I'm writing a PeekReader class that I plan to share as public available library. The question is how to handle correctly line separators.
I plan to create a filter that transforms the line separators in new line.
/* Not actual code, just to let people visualize the problem,
doesn't need to be corrected */
String seq = readEOL();
return switch(seq) {
case "\n" -> "\n"; // standard new line
case "\r" -> "\n"; // Carrige return
case "\f" -> "\n"; // Form feed
case "\v" -> "\n"; // Vertical tabulation
case "\r\n" -> "\n"; // New line in Microsoft
case "\n\r" -> "\n"; // New line in RISC OS
case "\u0015" -> "\n"; // NL used by IBM mainframes
case "\u001E" -> "\n"; // RS used by QNX as line separator
case "\u0085" -> "\n"; // Unicode next line
case "\u2028" -> "\n"; // Unicode line separator
case "\u2029" -> "\n"; // Unicode paragraph separator
default -> seq;
}
The question is: how should I handle different line separators or similar objects? Is it correct to filter those and make them new lines or should I let them as they are, and jut manage them when readLine() is called?

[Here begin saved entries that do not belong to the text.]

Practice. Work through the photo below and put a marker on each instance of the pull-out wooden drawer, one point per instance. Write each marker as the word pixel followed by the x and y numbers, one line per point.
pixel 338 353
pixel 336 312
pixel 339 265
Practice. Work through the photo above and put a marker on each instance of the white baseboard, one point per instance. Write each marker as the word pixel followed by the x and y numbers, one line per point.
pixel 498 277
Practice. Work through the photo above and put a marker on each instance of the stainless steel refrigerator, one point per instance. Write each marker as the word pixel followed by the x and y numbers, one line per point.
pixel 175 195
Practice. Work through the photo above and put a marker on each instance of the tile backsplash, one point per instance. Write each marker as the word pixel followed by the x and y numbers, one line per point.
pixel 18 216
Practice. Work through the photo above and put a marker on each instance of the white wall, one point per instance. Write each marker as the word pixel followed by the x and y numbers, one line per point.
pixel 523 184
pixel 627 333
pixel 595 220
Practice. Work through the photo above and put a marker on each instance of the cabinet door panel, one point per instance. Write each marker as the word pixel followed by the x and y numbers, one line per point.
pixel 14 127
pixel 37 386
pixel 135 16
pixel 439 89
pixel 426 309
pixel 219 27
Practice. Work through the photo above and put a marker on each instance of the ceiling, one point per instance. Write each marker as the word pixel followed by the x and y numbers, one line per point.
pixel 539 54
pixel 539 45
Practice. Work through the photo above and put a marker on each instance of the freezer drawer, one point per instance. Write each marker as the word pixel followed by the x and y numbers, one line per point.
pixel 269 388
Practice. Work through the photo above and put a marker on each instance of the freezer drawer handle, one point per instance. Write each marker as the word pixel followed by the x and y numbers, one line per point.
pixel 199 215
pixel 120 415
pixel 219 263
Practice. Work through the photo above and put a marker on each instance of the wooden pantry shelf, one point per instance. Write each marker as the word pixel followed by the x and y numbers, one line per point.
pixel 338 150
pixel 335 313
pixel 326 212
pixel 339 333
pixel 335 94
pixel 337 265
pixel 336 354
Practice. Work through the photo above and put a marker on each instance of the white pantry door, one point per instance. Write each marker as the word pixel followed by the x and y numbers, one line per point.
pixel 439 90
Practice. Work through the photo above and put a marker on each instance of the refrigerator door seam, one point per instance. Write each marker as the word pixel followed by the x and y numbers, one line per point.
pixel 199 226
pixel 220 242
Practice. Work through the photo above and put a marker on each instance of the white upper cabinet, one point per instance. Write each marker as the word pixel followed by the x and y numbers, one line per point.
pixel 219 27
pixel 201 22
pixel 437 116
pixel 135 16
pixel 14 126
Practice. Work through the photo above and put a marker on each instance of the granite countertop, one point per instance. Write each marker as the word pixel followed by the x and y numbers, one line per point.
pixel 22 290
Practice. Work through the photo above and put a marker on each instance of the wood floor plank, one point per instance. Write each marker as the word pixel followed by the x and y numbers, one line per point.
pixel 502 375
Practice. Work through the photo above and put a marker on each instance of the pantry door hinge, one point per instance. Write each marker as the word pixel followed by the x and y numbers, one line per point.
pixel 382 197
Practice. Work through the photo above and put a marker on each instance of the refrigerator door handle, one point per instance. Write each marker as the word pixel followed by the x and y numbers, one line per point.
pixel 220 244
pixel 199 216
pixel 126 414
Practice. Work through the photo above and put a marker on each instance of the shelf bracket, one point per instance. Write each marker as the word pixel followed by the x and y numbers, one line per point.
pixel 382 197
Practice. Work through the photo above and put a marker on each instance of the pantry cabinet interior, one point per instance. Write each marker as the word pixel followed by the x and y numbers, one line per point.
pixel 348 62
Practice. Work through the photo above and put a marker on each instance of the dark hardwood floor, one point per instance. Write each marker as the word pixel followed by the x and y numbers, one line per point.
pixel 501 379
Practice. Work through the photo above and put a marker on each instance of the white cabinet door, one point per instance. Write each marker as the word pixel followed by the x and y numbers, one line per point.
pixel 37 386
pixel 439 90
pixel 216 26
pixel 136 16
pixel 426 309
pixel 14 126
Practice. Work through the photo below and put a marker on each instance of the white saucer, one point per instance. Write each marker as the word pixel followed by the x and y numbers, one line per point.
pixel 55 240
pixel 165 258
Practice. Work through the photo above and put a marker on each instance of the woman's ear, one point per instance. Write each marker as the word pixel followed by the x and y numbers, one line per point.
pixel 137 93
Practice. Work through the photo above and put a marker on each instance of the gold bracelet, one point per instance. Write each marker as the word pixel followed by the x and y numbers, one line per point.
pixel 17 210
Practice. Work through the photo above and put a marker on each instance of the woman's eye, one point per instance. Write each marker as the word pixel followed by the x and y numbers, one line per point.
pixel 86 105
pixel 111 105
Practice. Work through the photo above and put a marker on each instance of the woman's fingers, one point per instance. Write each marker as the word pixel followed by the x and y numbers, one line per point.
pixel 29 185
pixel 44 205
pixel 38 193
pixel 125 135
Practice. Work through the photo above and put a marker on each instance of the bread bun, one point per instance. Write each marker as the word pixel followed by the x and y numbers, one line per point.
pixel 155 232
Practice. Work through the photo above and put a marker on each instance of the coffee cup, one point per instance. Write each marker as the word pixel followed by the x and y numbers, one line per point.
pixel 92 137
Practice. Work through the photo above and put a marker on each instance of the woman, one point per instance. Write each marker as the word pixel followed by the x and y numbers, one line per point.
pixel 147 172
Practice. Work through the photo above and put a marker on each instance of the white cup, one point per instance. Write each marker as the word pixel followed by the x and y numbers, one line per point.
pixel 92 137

I'm not asking opinions. I need to know the correct practice to be compliant subclassing Reader class.
I placed all the known characters/sequences to understand which ones I need to actually consider new lines and which ones I should change in "\n"
(if any at all).
I do have already my private version of this, thus I don't need suggestions on how write it. What I'm asking is how to write a function that meets the standards for sharing with the public.
Also, if you have some links about building libraries to share with the public, please feel free to post them. I'm really interested.
Addendum: PeekReader
extends Reader and it's aimed to improve/replace BufferedReader, especially when tokenizing/parsing streams. It uses the function peek()
that permits to preview the characters in the buffer without consuming them.